Click here for the video with sound!
This year for the Moog Hackathon — Mason, Krish, and I created the "Moog Bed." It's a bed of nails that plays a Moog Werkstatt, using a similar circuit to what Krish, Mitcham, and I used for the Kalimba in 2018. We ended up creating 6 zones: 4 discrete areas that control keyboard on Werkstatt and 2 "analog" areas that affect the rate of the VCO and the cutoff for the VCF. This website serves to document the experience!
We aimed to find the missing connection between fear and music. The bed of nails is fear embodied, and it was in dire need of an auditory addition.
We didn't do too much research, but found this excellent presentation from David Willey at Pitt. It gave an estimated 1000 nails for ~2'x4.5' bed of nails. We ended up purchasing an 8'x 5' piece of MDF from Home Depot, in anticipation of wanting a larger bed in general. We also purchased ~2400 nails (They were 1-7/8", but we just picked at essentially random).

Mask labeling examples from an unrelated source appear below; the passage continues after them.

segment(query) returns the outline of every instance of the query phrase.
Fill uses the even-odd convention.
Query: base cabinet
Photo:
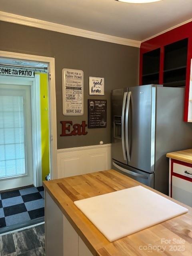
[[[46,190],[45,199],[46,256],[93,256]]]
[[[187,205],[192,206],[192,182],[173,176],[172,197]]]
[[[192,164],[170,159],[169,196],[192,207]]]

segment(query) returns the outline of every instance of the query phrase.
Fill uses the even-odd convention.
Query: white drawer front
[[[172,197],[192,207],[192,182],[172,176]]]
[[[186,172],[185,172],[191,174],[188,174],[186,173]],[[189,167],[188,166],[185,166],[185,165],[182,165],[182,164],[179,164],[174,163],[173,172],[175,173],[178,173],[181,175],[192,178],[192,168],[191,167]]]

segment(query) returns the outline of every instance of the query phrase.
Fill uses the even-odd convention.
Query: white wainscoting
[[[111,168],[111,144],[57,150],[58,178],[103,171]]]

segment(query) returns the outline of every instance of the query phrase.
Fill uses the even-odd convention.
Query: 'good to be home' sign
[[[89,77],[89,95],[104,95],[104,78]]]

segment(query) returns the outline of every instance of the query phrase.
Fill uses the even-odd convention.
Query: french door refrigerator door
[[[112,161],[112,168],[114,170],[149,187],[154,188],[154,173],[145,172],[115,161]]]
[[[117,89],[112,92],[112,158],[126,164],[127,156],[124,128],[127,90],[127,88]]]
[[[154,171],[156,87],[130,87],[126,110],[126,148],[128,165],[148,172]]]

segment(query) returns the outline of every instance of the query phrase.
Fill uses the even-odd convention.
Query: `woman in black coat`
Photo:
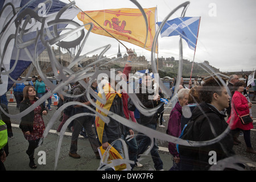
[[[36,94],[35,88],[32,86],[26,86],[24,88],[24,99],[20,105],[20,113],[38,101]],[[28,148],[26,152],[30,158],[29,166],[31,168],[37,167],[34,161],[34,154],[46,129],[42,115],[47,114],[47,111],[42,104],[21,118],[19,127],[22,129],[24,136],[28,141]]]

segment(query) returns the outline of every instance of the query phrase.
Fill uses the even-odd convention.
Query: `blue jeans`
[[[155,130],[157,125],[158,123],[156,123],[155,124],[147,124],[144,126]],[[142,134],[139,133],[139,134]],[[139,158],[140,155],[142,154],[147,150],[147,147],[150,145],[151,142],[151,140],[150,138],[147,136],[142,135],[141,136],[141,142],[138,146],[138,159]],[[155,168],[156,170],[163,169],[163,162],[160,158],[159,154],[158,154],[158,146],[155,139],[154,139],[154,146],[150,151],[150,154],[154,163]]]

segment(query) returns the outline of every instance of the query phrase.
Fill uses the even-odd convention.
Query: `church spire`
[[[117,57],[122,57],[122,54],[120,52],[120,44],[118,44],[118,52],[117,53]]]

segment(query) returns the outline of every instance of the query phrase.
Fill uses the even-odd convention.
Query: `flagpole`
[[[198,34],[199,32],[199,27],[200,26],[200,21],[201,21],[201,16],[200,16],[200,18],[199,19],[199,23],[198,25],[198,31],[197,31],[197,35],[196,36],[196,47],[195,47],[194,56],[193,57],[192,66],[192,68],[191,68],[191,73],[190,74],[190,81],[191,81],[192,73],[193,72],[193,67],[194,65],[195,55],[196,55],[196,44],[197,44]]]
[[[68,0],[70,2],[71,2],[71,1],[70,0]],[[103,28],[101,25],[100,25],[98,23],[97,23],[93,19],[92,19],[91,17],[90,17],[90,16],[89,16],[87,14],[86,14],[85,13],[84,13],[84,11],[82,11],[80,7],[79,7],[75,5],[77,8],[78,8],[79,9],[79,10],[80,10],[81,11],[82,11],[85,15],[86,15],[87,16],[88,16],[90,19],[91,19],[93,22],[94,22],[98,26],[99,26],[101,28],[102,28],[106,32],[107,32],[108,34],[109,34],[112,38],[113,38],[114,39],[115,39],[115,40],[117,40],[119,43],[121,43],[122,45],[123,46],[123,47],[125,47],[126,48],[126,50],[128,51],[129,48],[125,46],[122,43],[121,43],[118,39],[117,39],[117,38],[115,38],[113,35],[112,35],[112,34],[111,34],[110,33],[109,33],[108,31],[107,31],[104,28]]]
[[[158,22],[158,6],[156,5],[156,22]],[[156,24],[155,24],[155,26],[156,27],[158,27],[158,26],[156,26]],[[158,64],[158,65],[157,65],[157,69],[158,69],[157,70],[158,70],[158,42],[156,43],[156,46],[157,46],[157,48],[158,48],[158,59],[157,59],[157,64]]]

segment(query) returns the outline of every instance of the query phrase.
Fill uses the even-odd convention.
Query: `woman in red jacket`
[[[242,123],[240,118],[237,115],[237,112],[239,115],[243,115],[249,114],[249,107],[251,107],[253,104],[248,102],[246,98],[242,94],[243,92],[245,83],[243,82],[238,81],[234,85],[234,90],[232,102],[231,116],[228,119],[228,123],[232,130],[234,143],[236,142],[241,143],[236,139],[236,136],[241,130],[243,133],[243,138],[247,146],[246,152],[253,154],[256,154],[251,147],[250,130],[253,128],[252,123],[243,125]],[[234,107],[236,107],[236,110]]]

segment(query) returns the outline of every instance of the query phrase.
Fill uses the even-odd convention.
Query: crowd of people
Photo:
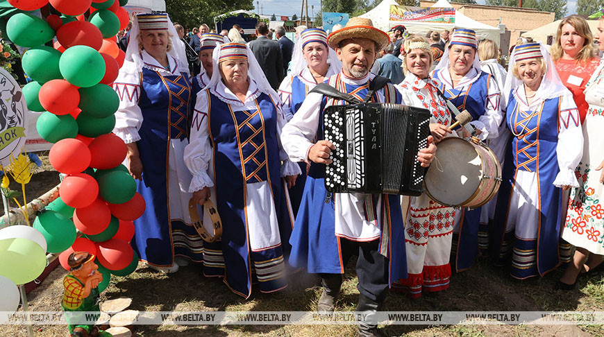
[[[604,18],[598,46],[572,15],[551,51],[517,44],[507,70],[496,44],[469,29],[426,37],[396,26],[389,35],[355,17],[329,35],[300,28],[295,44],[282,27],[272,40],[264,22],[249,43],[238,26],[195,31],[166,14],[137,15],[114,84],[114,132],[147,204],[132,245],[151,268],[203,263],[204,275],[246,298],[254,286],[284,288],[303,269],[321,277],[317,309],[328,313],[358,255],[357,311],[371,313],[389,288],[412,297],[446,290],[451,270],[478,254],[521,279],[564,268],[562,289],[602,266]],[[380,75],[390,81],[375,88]],[[323,110],[349,103],[310,92],[324,83],[360,101],[429,111],[430,135],[417,153],[425,167],[445,137],[478,138],[501,163],[498,193],[469,209],[426,194],[328,192],[325,166],[337,150],[323,139]],[[469,112],[475,135],[449,128],[451,103]],[[197,234],[192,198],[217,205],[221,240]],[[358,329],[377,334],[369,320]]]

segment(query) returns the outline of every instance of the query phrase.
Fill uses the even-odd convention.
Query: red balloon
[[[115,13],[117,10],[117,8],[119,8],[119,0],[113,1],[113,4],[107,9]]]
[[[105,60],[105,76],[101,80],[101,83],[111,85],[113,81],[117,78],[119,66],[117,64],[117,61],[110,55],[101,53],[101,56],[103,56],[103,59]]]
[[[74,225],[86,235],[96,235],[107,229],[111,222],[111,210],[99,198],[88,206],[74,211]]]
[[[65,48],[81,45],[98,51],[103,45],[103,35],[88,21],[74,21],[61,26],[57,31],[57,40]]]
[[[134,237],[134,223],[132,221],[126,221],[124,220],[119,221],[119,228],[117,232],[113,236],[115,239],[124,240],[126,242],[130,242],[132,238]]]
[[[93,25],[94,26],[94,25]],[[105,53],[110,55],[112,58],[116,58],[119,54],[119,47],[117,44],[108,39],[103,39],[103,45],[99,49],[100,53]]]
[[[115,58],[115,60],[117,61],[117,65],[121,68],[121,66],[124,65],[124,60],[126,60],[126,53],[121,49],[117,49],[117,57]]]
[[[115,1],[118,2],[118,1]],[[119,30],[126,29],[128,27],[128,23],[130,21],[130,17],[128,15],[128,12],[124,9],[124,7],[118,7],[115,11],[115,15],[119,19]]]
[[[69,175],[61,182],[59,196],[68,206],[85,207],[99,196],[99,184],[94,178],[85,173]]]
[[[80,110],[80,111],[81,112],[82,110]],[[76,118],[76,117],[74,117],[74,118]],[[94,140],[94,139],[90,138],[88,137],[85,137],[85,136],[83,136],[81,135],[78,135],[77,136],[76,136],[76,139],[82,141],[82,142],[83,142],[85,144],[86,144],[86,146],[87,146],[88,145],[90,144],[90,142],[92,141],[92,140]]]
[[[81,141],[65,138],[53,145],[48,159],[61,173],[79,173],[90,165],[90,150]]]
[[[74,244],[67,249],[67,250],[59,254],[59,263],[61,266],[66,270],[69,270],[69,265],[67,264],[67,259],[69,255],[74,252],[88,252],[90,254],[97,255],[97,245],[94,243],[86,238],[77,238],[74,241]]]
[[[58,41],[55,41],[55,42],[53,43],[53,47],[55,49],[56,49],[56,50],[60,51],[61,53],[62,53],[63,51],[65,51],[65,47],[62,46],[61,45],[60,42],[59,42]]]
[[[94,139],[88,146],[92,159],[90,167],[108,170],[121,164],[126,158],[128,148],[121,138],[107,133]]]
[[[48,22],[49,26],[52,27],[55,31],[58,31],[61,26],[63,25],[63,20],[61,19],[61,17],[56,14],[49,15],[48,17],[46,18],[46,21]]]
[[[132,199],[123,204],[109,204],[111,214],[117,218],[132,221],[140,218],[144,213],[145,202],[138,192],[132,197]]]
[[[49,0],[49,2],[56,10],[71,16],[84,14],[92,3],[91,0]]]
[[[110,239],[98,243],[99,262],[110,270],[119,270],[130,265],[134,250],[130,243],[119,239]]]
[[[74,119],[77,119],[78,116],[80,115],[80,112],[82,112],[82,110],[80,110],[79,107],[76,107],[76,108],[74,109],[73,111],[69,112],[69,114],[71,114],[72,116],[74,117]],[[86,145],[87,145],[87,144],[86,144]]]
[[[49,112],[67,114],[78,107],[80,92],[78,87],[65,80],[51,80],[40,88],[38,98],[42,107]]]
[[[35,10],[48,3],[48,0],[8,0],[8,3],[22,10]]]

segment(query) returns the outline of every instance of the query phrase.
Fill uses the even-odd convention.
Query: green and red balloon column
[[[20,10],[52,6],[56,12],[51,12],[61,15],[44,20],[19,13],[6,28],[11,40],[28,48],[23,68],[33,81],[24,95],[31,110],[42,112],[36,128],[53,143],[51,164],[66,175],[60,198],[38,215],[34,227],[49,243],[48,251],[60,253],[63,267],[69,254],[86,251],[120,276],[136,268],[138,257],[129,244],[132,221],[145,208],[134,179],[121,164],[126,144],[111,133],[119,105],[112,86],[124,58],[115,35],[128,25],[122,7],[127,2],[9,0]]]

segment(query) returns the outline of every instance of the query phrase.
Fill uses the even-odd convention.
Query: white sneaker
[[[176,263],[173,264],[169,267],[160,267],[158,266],[153,266],[152,264],[146,263],[147,267],[154,269],[160,273],[163,273],[164,274],[171,274],[173,273],[176,273],[178,271],[178,265]]]
[[[178,264],[179,267],[186,267],[189,266],[189,259],[184,257],[175,257],[174,263]]]

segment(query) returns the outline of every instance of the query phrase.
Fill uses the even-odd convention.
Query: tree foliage
[[[604,8],[604,0],[578,0],[577,14],[591,15]]]
[[[166,0],[166,11],[172,21],[188,28],[201,24],[214,27],[214,18],[221,14],[253,8],[253,0]]]

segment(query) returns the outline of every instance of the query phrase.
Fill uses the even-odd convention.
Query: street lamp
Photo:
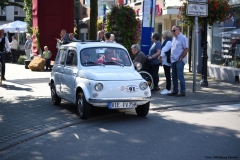
[[[202,80],[200,81],[200,85],[203,87],[208,86],[207,81],[207,17],[204,17],[203,24],[203,33],[202,33]]]

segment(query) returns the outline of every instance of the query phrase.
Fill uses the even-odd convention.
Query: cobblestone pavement
[[[165,78],[160,69],[160,88],[165,88]],[[0,157],[4,150],[60,128],[84,123],[73,104],[51,104],[48,81],[50,72],[32,72],[22,65],[7,64],[6,79],[0,88]],[[208,79],[209,87],[200,87],[197,76],[196,92],[192,92],[192,74],[186,72],[186,97],[169,97],[152,94],[151,109],[184,107],[209,103],[240,102],[240,85]],[[116,112],[110,112],[114,115]],[[106,114],[104,115],[106,116]],[[93,116],[96,120],[101,116]]]

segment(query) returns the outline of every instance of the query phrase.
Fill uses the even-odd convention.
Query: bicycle
[[[141,70],[142,69],[142,64],[138,63],[136,66],[136,70],[138,71],[138,73],[142,76],[142,78],[147,81],[148,86],[150,89],[153,89],[153,78],[151,76],[150,73],[148,73],[147,71]]]

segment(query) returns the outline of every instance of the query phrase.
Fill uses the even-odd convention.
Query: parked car
[[[125,47],[116,43],[71,42],[57,53],[50,78],[54,105],[61,99],[75,103],[80,118],[90,116],[92,106],[135,108],[145,117],[150,106],[148,83],[134,69]]]

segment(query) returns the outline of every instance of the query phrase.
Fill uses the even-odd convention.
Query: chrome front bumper
[[[151,97],[135,97],[135,98],[102,98],[102,99],[93,99],[89,98],[89,103],[106,103],[106,102],[131,102],[131,101],[145,101],[149,102]]]

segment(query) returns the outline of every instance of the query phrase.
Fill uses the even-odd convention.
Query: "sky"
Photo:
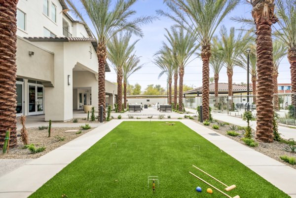
[[[78,4],[77,3],[78,0],[74,0],[74,1],[76,1],[76,4]],[[221,25],[224,25],[227,30],[231,27],[239,29],[242,26],[241,24],[231,20],[230,17],[242,16],[249,18],[252,17],[251,5],[245,3],[245,0],[241,0],[241,1],[240,5],[225,17],[221,24]],[[133,6],[132,9],[137,11],[137,14],[134,15],[135,17],[156,16],[156,10],[157,9],[168,10],[166,6],[163,3],[162,0],[139,0]],[[80,11],[83,12],[82,10]],[[135,36],[133,36],[132,38],[132,40],[141,39],[136,45],[135,50],[136,55],[141,57],[141,64],[144,64],[144,66],[141,70],[131,76],[128,79],[128,83],[131,84],[138,83],[141,85],[142,91],[144,90],[148,85],[151,84],[160,84],[165,88],[167,87],[167,77],[164,75],[158,79],[158,75],[161,70],[153,63],[152,61],[154,54],[159,50],[162,45],[162,42],[165,40],[164,36],[165,33],[164,28],[169,29],[171,26],[175,23],[165,17],[159,16],[158,17],[159,20],[155,20],[152,23],[142,27],[144,34],[144,37],[143,39]],[[90,22],[87,23],[93,32],[95,32]],[[219,30],[220,27],[216,30],[215,35],[219,35]],[[109,63],[109,65],[111,66],[111,64]],[[188,64],[185,68],[184,83],[194,88],[202,86],[202,62],[198,58],[195,59]],[[111,82],[116,82],[116,76],[115,71],[112,68],[111,69],[111,72],[106,73],[106,79]],[[225,68],[223,68],[221,71],[219,82],[227,82],[226,72]],[[246,70],[235,67],[233,72],[233,82],[234,83],[247,82]],[[291,83],[290,64],[286,57],[280,64],[279,73],[278,78],[279,83]],[[214,76],[212,71],[210,71],[210,76]],[[251,79],[250,80],[251,81]]]

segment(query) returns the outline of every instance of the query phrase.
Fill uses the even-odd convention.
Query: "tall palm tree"
[[[123,35],[120,34],[118,38],[114,36],[107,43],[108,58],[112,63],[113,69],[117,74],[117,105],[118,112],[122,111],[122,77],[123,67],[129,57],[135,49],[135,45],[139,41],[137,40],[129,45],[130,33]]]
[[[212,55],[210,59],[210,66],[214,72],[214,81],[215,81],[215,97],[218,97],[218,83],[219,73],[224,66],[223,53],[220,50],[217,38],[213,39],[213,48],[212,49]],[[217,100],[216,101],[218,101]]]
[[[277,16],[281,29],[274,35],[288,47],[290,63],[292,92],[296,92],[296,2],[295,0],[277,0]],[[294,100],[292,100],[294,102]]]
[[[189,32],[185,32],[183,28],[171,27],[171,32],[165,29],[167,35],[165,35],[172,47],[176,49],[176,61],[179,67],[179,109],[183,111],[183,78],[185,67],[189,63],[189,59],[199,45],[195,44],[195,39]]]
[[[0,0],[0,147],[10,128],[10,145],[16,145],[16,5]]]
[[[287,46],[282,40],[277,40],[272,43],[273,48],[273,71],[272,81],[273,83],[273,109],[279,111],[279,96],[277,86],[277,78],[279,76],[278,69],[280,63],[284,56],[287,54]]]
[[[237,35],[236,36],[236,35]],[[221,45],[224,57],[224,63],[227,68],[228,76],[228,96],[232,96],[232,76],[235,66],[244,67],[242,54],[244,53],[251,40],[250,32],[243,35],[242,31],[236,33],[234,27],[230,28],[229,35],[225,26],[222,26],[220,30]],[[229,107],[232,107],[232,100],[229,100]]]
[[[130,56],[123,65],[123,92],[124,95],[124,108],[126,109],[126,85],[127,79],[132,74],[142,68],[143,65],[139,65],[140,59],[135,54]]]
[[[157,10],[157,12],[171,18],[191,33],[201,45],[202,106],[204,118],[208,119],[211,41],[217,27],[239,0],[165,0],[165,2],[176,16],[163,10]]]
[[[252,15],[256,25],[257,52],[257,138],[264,142],[273,141],[272,94],[272,40],[271,25],[277,21],[274,0],[252,2]]]
[[[154,17],[147,16],[137,17],[130,20],[136,11],[131,7],[138,0],[119,0],[112,3],[111,0],[78,0],[85,14],[80,12],[72,0],[66,0],[71,11],[83,22],[85,22],[85,15],[89,18],[96,32],[98,47],[97,56],[99,62],[99,106],[104,107],[103,119],[106,119],[105,65],[107,58],[106,45],[118,33],[128,31],[141,37],[143,33],[141,26],[150,22]],[[113,5],[113,8],[111,6]],[[100,119],[99,114],[99,119]]]
[[[153,63],[161,70],[161,72],[158,76],[158,79],[164,74],[167,76],[168,83],[169,84],[169,99],[168,103],[172,104],[172,82],[173,75],[175,70],[174,60],[172,52],[168,50],[163,52],[161,55],[157,55],[154,59]]]

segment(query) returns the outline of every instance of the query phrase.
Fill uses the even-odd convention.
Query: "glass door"
[[[29,85],[29,115],[42,114],[43,111],[43,87]]]
[[[16,83],[16,116],[21,116],[24,114],[24,83]]]

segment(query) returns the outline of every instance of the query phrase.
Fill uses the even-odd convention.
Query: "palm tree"
[[[279,40],[275,40],[272,43],[273,48],[273,71],[272,81],[273,83],[273,109],[279,111],[279,96],[278,94],[277,78],[279,76],[278,69],[280,63],[284,56],[287,54],[287,47],[285,43]]]
[[[161,55],[157,55],[154,58],[153,63],[161,70],[161,72],[158,76],[158,79],[164,74],[166,74],[168,78],[169,84],[169,100],[168,103],[172,104],[172,82],[173,75],[175,70],[174,60],[172,53],[168,50],[163,52]]]
[[[252,2],[252,15],[256,25],[257,52],[257,138],[265,142],[273,141],[272,94],[272,40],[271,25],[277,19],[274,14],[274,0]]]
[[[212,49],[212,55],[210,59],[210,66],[214,71],[213,80],[215,81],[215,97],[218,97],[218,82],[219,73],[224,66],[223,53],[218,48],[218,41],[217,38],[213,39],[214,48]],[[216,99],[216,101],[218,100]]]
[[[106,45],[117,34],[128,31],[141,37],[143,37],[140,26],[150,22],[154,17],[147,16],[129,20],[136,13],[131,7],[138,0],[120,0],[114,3],[111,9],[111,0],[79,0],[86,14],[82,14],[72,0],[66,0],[75,16],[85,24],[86,15],[90,19],[96,32],[98,47],[97,56],[99,62],[99,106],[104,108],[103,119],[106,119],[105,65],[107,58]],[[99,114],[100,119],[100,114]]]
[[[237,36],[236,37],[236,35]],[[242,54],[245,52],[251,39],[250,32],[244,35],[241,31],[239,34],[235,32],[234,27],[230,28],[229,35],[225,26],[222,26],[220,30],[221,37],[221,47],[224,57],[224,63],[227,68],[228,76],[228,96],[232,96],[232,76],[235,66],[244,67],[242,60]],[[232,107],[232,100],[229,100],[229,107]],[[232,108],[231,108],[232,109]]]
[[[202,106],[204,119],[208,119],[211,41],[218,26],[234,9],[239,0],[165,0],[165,2],[176,16],[163,10],[157,10],[157,12],[171,18],[191,33],[201,45]]]
[[[183,78],[184,69],[189,63],[189,59],[198,48],[195,45],[195,39],[192,35],[188,32],[184,32],[183,28],[176,29],[171,27],[171,32],[165,29],[167,35],[165,35],[172,48],[176,51],[175,59],[179,67],[179,109],[183,111]]]
[[[288,60],[291,70],[292,93],[296,92],[296,2],[293,0],[276,1],[277,15],[281,29],[274,35],[288,47]],[[293,100],[292,100],[294,102]]]
[[[0,1],[0,147],[10,128],[10,145],[16,145],[16,5]]]
[[[117,105],[119,112],[122,111],[122,68],[139,41],[137,40],[129,45],[131,37],[130,33],[124,35],[120,34],[119,38],[115,35],[107,43],[108,58],[112,63],[117,74]]]
[[[139,65],[140,60],[139,57],[135,54],[130,56],[123,65],[123,92],[124,93],[124,108],[126,109],[126,85],[127,79],[132,74],[142,68],[143,65]]]

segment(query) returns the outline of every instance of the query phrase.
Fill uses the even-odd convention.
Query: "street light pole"
[[[248,49],[246,52],[248,54],[247,59],[247,110],[250,111],[250,52],[251,50]],[[253,84],[254,86],[254,84]]]

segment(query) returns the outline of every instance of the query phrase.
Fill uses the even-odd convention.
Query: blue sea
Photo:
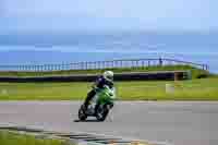
[[[45,64],[116,59],[171,58],[206,63],[218,73],[218,33],[73,34],[68,36],[4,37],[0,64]],[[31,41],[31,43],[29,43]],[[3,44],[3,45],[2,45]]]

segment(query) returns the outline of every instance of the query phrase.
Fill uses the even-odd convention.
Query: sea
[[[9,39],[10,37],[8,37]],[[218,73],[218,33],[71,34],[0,40],[0,65],[167,58],[209,65]],[[32,43],[28,43],[31,39]],[[43,43],[41,43],[43,41]]]

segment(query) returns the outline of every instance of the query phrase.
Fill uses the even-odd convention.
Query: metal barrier
[[[21,71],[21,72],[48,72],[48,71],[64,71],[64,70],[102,70],[117,68],[145,68],[154,65],[192,65],[203,70],[208,70],[207,64],[180,61],[174,59],[123,59],[111,61],[94,61],[94,62],[76,62],[61,64],[37,64],[37,65],[0,65],[0,71]]]

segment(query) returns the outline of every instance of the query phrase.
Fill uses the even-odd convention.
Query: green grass
[[[166,93],[166,84],[174,92]],[[116,82],[122,100],[218,100],[218,77]],[[90,83],[0,83],[0,100],[81,100]]]
[[[165,67],[146,67],[146,68],[122,68],[109,69],[116,73],[121,72],[152,72],[152,71],[192,71],[193,78],[199,75],[209,75],[207,71],[196,69],[190,65],[165,65]],[[101,74],[105,70],[70,70],[70,71],[51,71],[51,72],[0,72],[0,76],[51,76],[51,75],[72,75],[72,74]]]
[[[0,131],[0,145],[70,145],[60,140],[41,140],[33,135],[24,135],[15,132]]]

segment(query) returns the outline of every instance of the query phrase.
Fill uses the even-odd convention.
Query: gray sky
[[[217,0],[0,0],[0,32],[217,31]]]

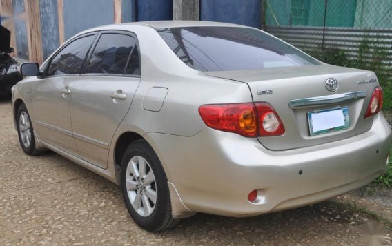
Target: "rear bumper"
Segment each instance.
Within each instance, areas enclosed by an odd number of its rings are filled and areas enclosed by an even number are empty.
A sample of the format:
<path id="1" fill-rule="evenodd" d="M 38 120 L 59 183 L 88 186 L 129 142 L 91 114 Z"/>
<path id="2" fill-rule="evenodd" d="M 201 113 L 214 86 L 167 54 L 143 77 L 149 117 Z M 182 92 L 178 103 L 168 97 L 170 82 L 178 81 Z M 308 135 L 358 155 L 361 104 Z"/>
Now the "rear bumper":
<path id="1" fill-rule="evenodd" d="M 386 171 L 392 141 L 382 114 L 360 135 L 286 151 L 209 128 L 192 137 L 147 137 L 188 209 L 231 216 L 304 206 L 363 186 Z M 253 189 L 255 204 L 247 200 Z"/>

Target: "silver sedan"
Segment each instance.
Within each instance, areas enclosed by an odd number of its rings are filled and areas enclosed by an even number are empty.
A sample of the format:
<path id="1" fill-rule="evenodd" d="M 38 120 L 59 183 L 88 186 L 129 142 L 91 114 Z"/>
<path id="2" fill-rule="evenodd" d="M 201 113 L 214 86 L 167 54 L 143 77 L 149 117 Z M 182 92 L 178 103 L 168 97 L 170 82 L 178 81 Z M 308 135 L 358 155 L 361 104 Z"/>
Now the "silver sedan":
<path id="1" fill-rule="evenodd" d="M 121 186 L 149 231 L 196 212 L 251 216 L 329 199 L 388 165 L 369 71 L 323 63 L 257 29 L 199 21 L 82 32 L 12 88 L 21 148 Z"/>

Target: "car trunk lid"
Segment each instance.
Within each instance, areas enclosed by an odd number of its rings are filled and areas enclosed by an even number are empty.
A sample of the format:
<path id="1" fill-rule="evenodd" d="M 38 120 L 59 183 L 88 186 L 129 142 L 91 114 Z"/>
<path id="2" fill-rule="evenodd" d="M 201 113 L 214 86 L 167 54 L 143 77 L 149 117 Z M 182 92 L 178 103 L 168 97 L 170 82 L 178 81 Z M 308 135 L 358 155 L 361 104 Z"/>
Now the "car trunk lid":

8'x5' seemed like too large of a grid, so we narrowed our bed down to 6'x3'. This is significantly larger than Willey's, and of course the number of needed scales to the square of the area, so we tried to keep it sane. We created 1"x1" grids across the outlined space, predrilled holes, and hammered a nail into each hole. It took us a really long time to do this; there were about 2000 nails needed. At the end of the night we had our (unsynthesized) bed of nails!
Our touch detection circuits were absolutely not fancy. See diagrams below. They're based on giving the body 12 volts and using that voltage to induce a current to turn on a BJT. These were wired to the Werkstatt's keys, in the case of the feet zones, and directly to CV's in the case of the VCO/VCF. It was honestly really surprising how much expresssion was possible with a dead simple circuit especially in the case of the VCO/VCF. As the Bed User touched more nails in the zone, the CV voltage increased. It also increased as the hand dug more into the nails.
The zones were created by adding copper tape to the back of the nails to electrically connect them. The sizes and locations were decided by laying on the nail head side and approximating the locations of hands and feet. To connect to the touch circuits, Mason soldered wires directly onto the copper tape. We ran out of the multi-inch wide copper tape about halfway through building, and ran to Michael's to grab much thinner copper tape. Fortunately, the electrical connection still proved decent enough to transmit touch.
This is the most difficult part. You have to be sure to never put too much pressure on any individual part of your body. Adding a pillow into the mix helped significantly, as we could put pressure on our heads, arch our backs, and slowly move onto the nails. Once on the Moog Bed, use your hands and forearms to control the VCO and VCF's (make sure your sleeves are pulled up). Your feet will be used to control the keyboard, and a sort of flat foot method provides for maximal control.